Dachshund Dog Breed Characteristics, Fun Facts and Puppy Pictures

  • Pedigree: Pure breed
  • Other Names: None
  • Height: 5 to 9 inches
  • Weight: 11 to 32 pounds
  • Breed Group: Hound
  • Lifespan: 12 to 15 years
  • Intelligence: Moderate
  • Trainability: Low to moderate
  • Exercise Needs: Low to moderate
  • Shedding: Low
  • Good with Kids: Older children
  • Good with Dogs: No
  • Good with Pets: No

Perhaps the smallest of the hound breeds, the Dachshund is also one of the most easily identified. This breed is known for his short stature and elongated body, as well as his big ears and even bigger spirit. These little dogs may be small but they are full of life and love for their families. The Dachshund is consistently ranked as one of the top dog breeds in America for his friendly and affectionate nature as well as his low maintenance requirements.
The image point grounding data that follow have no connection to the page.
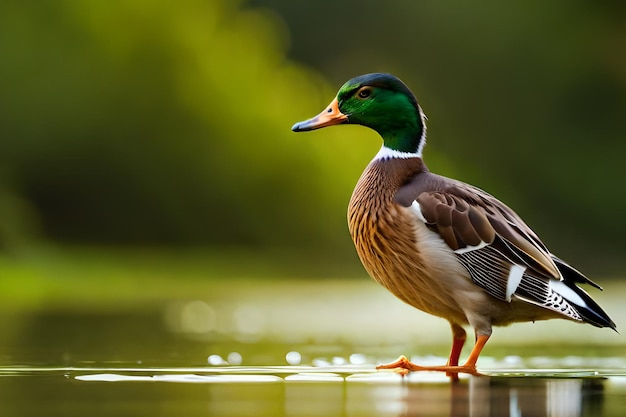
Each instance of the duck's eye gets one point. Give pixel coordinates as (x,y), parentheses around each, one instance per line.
(364,92)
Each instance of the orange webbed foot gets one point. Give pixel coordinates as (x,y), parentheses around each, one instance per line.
(403,366)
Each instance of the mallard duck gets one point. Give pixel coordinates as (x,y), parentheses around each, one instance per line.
(443,246)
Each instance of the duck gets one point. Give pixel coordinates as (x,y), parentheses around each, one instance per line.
(445,247)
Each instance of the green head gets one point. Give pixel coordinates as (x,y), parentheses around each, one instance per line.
(381,102)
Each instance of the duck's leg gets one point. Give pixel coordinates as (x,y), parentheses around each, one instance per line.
(458,341)
(404,366)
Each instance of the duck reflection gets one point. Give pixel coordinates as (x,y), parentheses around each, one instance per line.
(480,396)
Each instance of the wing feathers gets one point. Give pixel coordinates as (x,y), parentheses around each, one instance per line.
(502,254)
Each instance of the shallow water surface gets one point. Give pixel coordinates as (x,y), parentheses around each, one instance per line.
(306,391)
(295,349)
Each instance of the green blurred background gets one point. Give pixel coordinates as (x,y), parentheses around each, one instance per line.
(155,135)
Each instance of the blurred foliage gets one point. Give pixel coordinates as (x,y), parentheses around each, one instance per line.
(160,123)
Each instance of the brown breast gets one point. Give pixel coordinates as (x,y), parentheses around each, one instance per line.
(397,249)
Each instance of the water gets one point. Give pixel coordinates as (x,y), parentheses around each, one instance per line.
(294,350)
(305,391)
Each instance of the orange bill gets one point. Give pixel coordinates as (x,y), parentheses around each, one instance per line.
(329,117)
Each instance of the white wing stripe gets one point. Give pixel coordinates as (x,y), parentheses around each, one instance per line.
(515,277)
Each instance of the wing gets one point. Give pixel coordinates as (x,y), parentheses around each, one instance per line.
(502,254)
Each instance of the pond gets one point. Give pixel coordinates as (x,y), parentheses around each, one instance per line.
(294,348)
If you are looking for a household companion that doesn’t shed much or require a great deal of exercise, the Dachshund may be right for you. As an added bonus, these dogs make great watchdogs and they are adaptable to all kinds of living situations.

Fun Facts About the Dachshund

  • Journalist and literary critic H.L. Mencken described the Dachshund as “half a dog high and a dog and a half long”.
  • The Dachshund is known by many nicknames including wiener dog, Doxie, and Dashie.
  • The breed’s short stature was developed on purpose so the dog could chase badgers and other burrowing animals into their nests and flush them out.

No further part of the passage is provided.